The oil shipment – the first to reach Cuba since January – comes hours after US President Donald Trump said that he had no problem with countries, including Russia, sending supplies to the island.

Trump’s remark appeared to signal a loosening of a de facto oil blockade his administration had imposed on Cuba since January.

Cuba has been experiencing a series of nation-wide blackouts as the blockade exacerbated existing shortages.

According to Interfax, the Russian tanker Anatoly Kolodkin is carrying a “humanitarian shipment” of 100,000 tonnes of crude oil.

Last week, the World Health Organization (WHO) had warned that severe fuel shortages meant that Cuban hospitals were struggling to maintain emergency and intensive care services.

Cuba’s situation has deteriorated rapidly since 3 January, when US forces seized Venezuelan leader Nicolás Maduro – a staunch ally of the Cuban government – who had been providing the island with oil under highly preferential terms.

Trump also threatened to impose tariffs on any nation sending oil to Cuba.

Russian Minister of Energy Sergei Tsivilev said on Wednesday that Cuba “had found itself in a difficult situation as a result of sanctions pressure”.

“That is why we are currently sending humanitarian supplies to Cuba,” he added.

Just over a week ago, the US Treasury department added Cuba to a list of countries barred from receiving oil deliveries from Russia.

But in an apparent reversal of his strategy, Trump told journalists on board of Air Force One on Sunday that he had “no problem” with Russia delivering oil to Cuba.

“We have a tanker out there. We don’t mind having somebody get a boatload because they need (…) they have to survive,” he said.

It was not clear from Trump’s comment if this represented a reversal of the fuel blockade policy or just a temporary softening.

The Russian tanker is expected to offload the oil in Matanzas terminal in the coming hours.

The oil it carries is expected to provide Cuba with a short-term lifeline.

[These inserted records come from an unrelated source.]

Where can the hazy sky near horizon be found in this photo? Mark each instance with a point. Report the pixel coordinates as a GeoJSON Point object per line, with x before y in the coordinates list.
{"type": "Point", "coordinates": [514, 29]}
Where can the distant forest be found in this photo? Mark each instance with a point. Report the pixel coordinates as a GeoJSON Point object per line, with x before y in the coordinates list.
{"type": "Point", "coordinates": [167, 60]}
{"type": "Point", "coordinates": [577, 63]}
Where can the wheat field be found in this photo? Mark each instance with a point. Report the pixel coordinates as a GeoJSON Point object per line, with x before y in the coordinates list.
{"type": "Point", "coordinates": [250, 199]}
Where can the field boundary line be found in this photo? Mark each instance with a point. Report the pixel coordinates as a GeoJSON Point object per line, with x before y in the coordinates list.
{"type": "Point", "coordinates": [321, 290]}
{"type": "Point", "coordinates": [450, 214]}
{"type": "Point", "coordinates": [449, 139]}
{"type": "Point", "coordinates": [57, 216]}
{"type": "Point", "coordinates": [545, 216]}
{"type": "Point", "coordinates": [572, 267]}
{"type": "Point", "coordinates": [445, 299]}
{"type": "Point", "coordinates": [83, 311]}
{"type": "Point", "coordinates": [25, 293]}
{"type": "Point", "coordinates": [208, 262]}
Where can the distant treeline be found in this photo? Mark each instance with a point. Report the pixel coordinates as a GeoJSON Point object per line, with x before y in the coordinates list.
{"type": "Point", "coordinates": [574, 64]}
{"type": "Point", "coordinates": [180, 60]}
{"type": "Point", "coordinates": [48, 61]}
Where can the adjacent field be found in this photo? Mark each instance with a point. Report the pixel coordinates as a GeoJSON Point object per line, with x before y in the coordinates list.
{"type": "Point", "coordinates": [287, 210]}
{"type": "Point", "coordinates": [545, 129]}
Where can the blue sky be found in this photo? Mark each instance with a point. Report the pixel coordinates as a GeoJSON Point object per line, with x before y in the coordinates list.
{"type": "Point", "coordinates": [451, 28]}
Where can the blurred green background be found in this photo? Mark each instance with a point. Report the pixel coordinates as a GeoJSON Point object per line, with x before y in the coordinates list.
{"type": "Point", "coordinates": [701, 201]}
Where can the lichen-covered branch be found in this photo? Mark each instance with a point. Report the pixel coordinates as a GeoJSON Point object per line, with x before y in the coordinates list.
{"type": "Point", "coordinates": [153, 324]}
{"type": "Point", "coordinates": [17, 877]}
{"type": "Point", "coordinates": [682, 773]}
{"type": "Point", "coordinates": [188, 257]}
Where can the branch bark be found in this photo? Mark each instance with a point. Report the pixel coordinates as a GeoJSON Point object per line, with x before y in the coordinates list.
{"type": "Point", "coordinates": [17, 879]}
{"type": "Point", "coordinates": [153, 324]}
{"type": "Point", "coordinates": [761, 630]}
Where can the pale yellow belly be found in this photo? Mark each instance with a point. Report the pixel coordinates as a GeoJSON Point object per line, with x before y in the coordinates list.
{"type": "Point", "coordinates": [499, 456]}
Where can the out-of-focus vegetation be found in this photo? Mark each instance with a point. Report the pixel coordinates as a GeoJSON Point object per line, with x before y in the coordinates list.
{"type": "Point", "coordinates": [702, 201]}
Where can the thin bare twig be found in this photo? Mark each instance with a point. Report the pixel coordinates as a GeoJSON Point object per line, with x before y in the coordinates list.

Its Communist government, led by President Miguel Díaz Canel, has been in talks with the Trump administration to find a route out of the crisis.

But both sides have publicly set out a number of political and economic red lines which make it hard to see where they could find common ground.

President Trump recently said he could “take” Cuba while the island’s leadership has said it refuses to accept any enforced changes to the personnel or political direction of its government.

Cuba was already facing its worst economic and energy crisis since the end of the Cold War, because of a combination of a fall in tourism after the coronavirus pandemic and government economic mismanagement.

This crisis has been further worsened by the de facto fuel blockade.